Traditionally, we have looked at ways to ask candidates about their intent to be a long-term employee. We could be confident in their answers, because in those days, employees settled into the community - house purchase, kids in same school, social involvement.
Remote work and a hard economy has leveled our confidence.
When interviewing, we want to probe their network. If they found work with you to be positive, who could they recruit or refer? What online presence do they enjoy to promote working with you? Who in the past have they brought into an organization, and that person continued on after they left?
As far as experiences go, we again tend to engage and develop with a long-term view in mind. What if we asked ourselves how what we do now would be changed if we were trying to foster immediate traction and enthusiasm?
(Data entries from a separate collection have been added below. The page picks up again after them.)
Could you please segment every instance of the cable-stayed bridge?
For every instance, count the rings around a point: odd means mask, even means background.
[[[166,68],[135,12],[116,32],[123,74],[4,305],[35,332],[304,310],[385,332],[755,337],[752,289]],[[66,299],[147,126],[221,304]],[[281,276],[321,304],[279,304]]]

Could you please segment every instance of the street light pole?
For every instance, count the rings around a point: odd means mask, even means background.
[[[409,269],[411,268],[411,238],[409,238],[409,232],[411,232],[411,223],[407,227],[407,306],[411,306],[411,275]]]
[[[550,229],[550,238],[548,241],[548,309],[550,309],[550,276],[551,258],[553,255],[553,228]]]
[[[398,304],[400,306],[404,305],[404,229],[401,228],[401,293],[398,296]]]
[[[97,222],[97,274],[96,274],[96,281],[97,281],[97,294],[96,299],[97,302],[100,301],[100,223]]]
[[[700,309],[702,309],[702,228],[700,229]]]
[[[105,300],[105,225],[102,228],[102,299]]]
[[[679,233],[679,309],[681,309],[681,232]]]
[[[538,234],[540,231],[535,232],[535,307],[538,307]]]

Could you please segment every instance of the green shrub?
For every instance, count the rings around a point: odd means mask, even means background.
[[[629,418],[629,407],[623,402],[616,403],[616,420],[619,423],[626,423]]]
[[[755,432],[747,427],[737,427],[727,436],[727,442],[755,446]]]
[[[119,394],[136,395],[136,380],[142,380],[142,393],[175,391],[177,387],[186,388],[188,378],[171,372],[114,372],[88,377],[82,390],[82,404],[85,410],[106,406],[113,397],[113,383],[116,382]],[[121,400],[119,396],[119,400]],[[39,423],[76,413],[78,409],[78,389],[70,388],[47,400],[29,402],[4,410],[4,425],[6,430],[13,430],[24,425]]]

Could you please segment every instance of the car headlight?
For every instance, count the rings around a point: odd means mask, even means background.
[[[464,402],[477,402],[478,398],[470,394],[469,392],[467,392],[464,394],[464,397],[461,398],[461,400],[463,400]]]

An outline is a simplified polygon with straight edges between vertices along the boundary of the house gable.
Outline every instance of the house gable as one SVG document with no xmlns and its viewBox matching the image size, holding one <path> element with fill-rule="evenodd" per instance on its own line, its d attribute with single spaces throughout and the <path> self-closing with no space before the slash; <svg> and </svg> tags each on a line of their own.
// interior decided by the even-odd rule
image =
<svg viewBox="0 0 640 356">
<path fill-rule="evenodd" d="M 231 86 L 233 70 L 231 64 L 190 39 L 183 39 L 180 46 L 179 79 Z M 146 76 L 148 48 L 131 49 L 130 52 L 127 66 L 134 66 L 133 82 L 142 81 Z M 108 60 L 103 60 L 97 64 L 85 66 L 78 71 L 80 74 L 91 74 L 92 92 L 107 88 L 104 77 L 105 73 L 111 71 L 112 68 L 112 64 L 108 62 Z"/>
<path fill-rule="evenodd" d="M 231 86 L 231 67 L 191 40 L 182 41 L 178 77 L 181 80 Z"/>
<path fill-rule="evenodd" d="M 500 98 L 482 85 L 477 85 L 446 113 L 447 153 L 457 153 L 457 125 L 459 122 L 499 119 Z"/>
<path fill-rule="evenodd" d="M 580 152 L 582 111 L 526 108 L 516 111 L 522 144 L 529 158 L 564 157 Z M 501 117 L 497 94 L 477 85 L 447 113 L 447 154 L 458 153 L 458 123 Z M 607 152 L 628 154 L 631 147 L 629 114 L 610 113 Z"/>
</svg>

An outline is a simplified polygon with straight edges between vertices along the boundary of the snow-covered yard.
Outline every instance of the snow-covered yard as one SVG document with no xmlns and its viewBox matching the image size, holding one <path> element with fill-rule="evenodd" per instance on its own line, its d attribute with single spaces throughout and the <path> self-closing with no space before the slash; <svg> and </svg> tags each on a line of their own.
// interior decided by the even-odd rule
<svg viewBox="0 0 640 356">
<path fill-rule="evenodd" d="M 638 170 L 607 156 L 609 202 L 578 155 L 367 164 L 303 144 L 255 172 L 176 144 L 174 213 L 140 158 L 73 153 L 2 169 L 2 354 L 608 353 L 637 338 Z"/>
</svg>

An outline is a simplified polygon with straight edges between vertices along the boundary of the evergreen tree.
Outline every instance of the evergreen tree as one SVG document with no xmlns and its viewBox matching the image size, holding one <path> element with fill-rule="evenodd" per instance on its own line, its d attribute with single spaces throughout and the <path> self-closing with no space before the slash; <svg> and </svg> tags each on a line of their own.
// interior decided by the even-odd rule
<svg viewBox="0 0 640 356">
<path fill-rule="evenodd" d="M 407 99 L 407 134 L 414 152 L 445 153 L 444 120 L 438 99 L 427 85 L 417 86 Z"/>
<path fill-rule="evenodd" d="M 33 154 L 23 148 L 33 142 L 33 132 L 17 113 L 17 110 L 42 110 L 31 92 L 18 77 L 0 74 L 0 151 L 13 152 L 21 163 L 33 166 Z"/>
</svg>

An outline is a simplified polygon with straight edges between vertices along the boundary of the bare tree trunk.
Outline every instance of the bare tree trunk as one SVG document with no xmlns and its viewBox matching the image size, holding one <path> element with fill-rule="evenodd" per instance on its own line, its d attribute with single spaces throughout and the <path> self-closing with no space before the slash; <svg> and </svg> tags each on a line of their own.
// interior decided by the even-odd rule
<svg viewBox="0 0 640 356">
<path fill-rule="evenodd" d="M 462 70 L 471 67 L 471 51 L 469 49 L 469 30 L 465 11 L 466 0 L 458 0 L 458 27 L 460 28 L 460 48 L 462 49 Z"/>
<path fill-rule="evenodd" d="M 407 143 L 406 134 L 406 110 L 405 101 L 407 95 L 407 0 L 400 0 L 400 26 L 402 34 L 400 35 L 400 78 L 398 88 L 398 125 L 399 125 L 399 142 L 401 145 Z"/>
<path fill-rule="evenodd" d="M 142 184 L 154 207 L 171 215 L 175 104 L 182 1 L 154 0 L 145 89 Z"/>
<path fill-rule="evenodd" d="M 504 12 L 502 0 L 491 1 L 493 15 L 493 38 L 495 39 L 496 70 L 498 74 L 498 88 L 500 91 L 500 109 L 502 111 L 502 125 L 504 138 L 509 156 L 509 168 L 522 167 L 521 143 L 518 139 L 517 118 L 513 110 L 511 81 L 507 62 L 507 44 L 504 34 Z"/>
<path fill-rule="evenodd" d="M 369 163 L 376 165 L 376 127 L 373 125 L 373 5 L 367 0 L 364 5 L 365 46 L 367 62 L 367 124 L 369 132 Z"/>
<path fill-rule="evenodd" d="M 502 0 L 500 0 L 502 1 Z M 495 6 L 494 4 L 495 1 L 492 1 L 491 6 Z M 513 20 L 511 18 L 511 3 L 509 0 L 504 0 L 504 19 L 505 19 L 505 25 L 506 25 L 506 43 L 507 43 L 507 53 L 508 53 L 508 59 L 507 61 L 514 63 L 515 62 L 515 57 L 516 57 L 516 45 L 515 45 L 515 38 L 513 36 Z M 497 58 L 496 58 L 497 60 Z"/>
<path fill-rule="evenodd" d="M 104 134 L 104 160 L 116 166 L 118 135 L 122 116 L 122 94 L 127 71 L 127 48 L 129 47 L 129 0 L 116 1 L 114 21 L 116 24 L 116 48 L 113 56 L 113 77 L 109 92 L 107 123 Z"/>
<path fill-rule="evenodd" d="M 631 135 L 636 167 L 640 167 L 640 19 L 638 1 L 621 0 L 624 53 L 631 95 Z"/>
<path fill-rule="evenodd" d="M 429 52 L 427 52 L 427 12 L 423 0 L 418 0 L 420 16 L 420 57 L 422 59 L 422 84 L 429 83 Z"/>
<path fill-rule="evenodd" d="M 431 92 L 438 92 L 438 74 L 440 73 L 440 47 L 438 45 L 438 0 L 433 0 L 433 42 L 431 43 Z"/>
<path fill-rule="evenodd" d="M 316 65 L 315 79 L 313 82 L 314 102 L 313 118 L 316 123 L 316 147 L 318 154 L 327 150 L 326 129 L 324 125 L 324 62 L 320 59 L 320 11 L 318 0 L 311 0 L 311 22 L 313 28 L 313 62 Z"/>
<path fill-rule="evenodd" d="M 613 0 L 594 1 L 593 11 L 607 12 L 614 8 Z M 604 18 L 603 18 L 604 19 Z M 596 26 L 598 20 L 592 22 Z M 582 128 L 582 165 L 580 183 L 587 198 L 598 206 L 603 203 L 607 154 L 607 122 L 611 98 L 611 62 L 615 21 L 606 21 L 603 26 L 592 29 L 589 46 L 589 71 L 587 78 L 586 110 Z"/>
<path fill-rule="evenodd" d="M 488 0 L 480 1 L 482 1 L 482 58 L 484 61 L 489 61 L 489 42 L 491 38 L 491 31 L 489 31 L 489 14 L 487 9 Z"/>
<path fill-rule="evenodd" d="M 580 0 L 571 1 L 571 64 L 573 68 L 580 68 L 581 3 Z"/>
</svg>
Instead of focusing values training on just the employee, what if we were to ask who they knew that was a match to our values set?
Instead of development and training that is planned out on a multi-year track, what if we offered a customized plan that proved to have short-term relevance for the employee?
Instead of honoring employees who have been with the company a long-time, what if we also honored/ rewarded employees who brought others into the company?
I’m talking more than referral-reward programs. You get what you celebrate, and you get what you train for and not just try for.
So - How can you intentionally integrate a recruiting/referral mindset into your team?
I gained a reputation in my work, whether it was with profit or non-profit organizations, of leading them into numeric growth of people involved. One person asked me my secret. I said, “Most leaders, when they see a person walk in the door, see a person. I see their network.”
Everyone has a network. The CIOs who succeed in future team building won’t be as concerned with the longevity an employee stays as much as with the people he brought and leaves behind.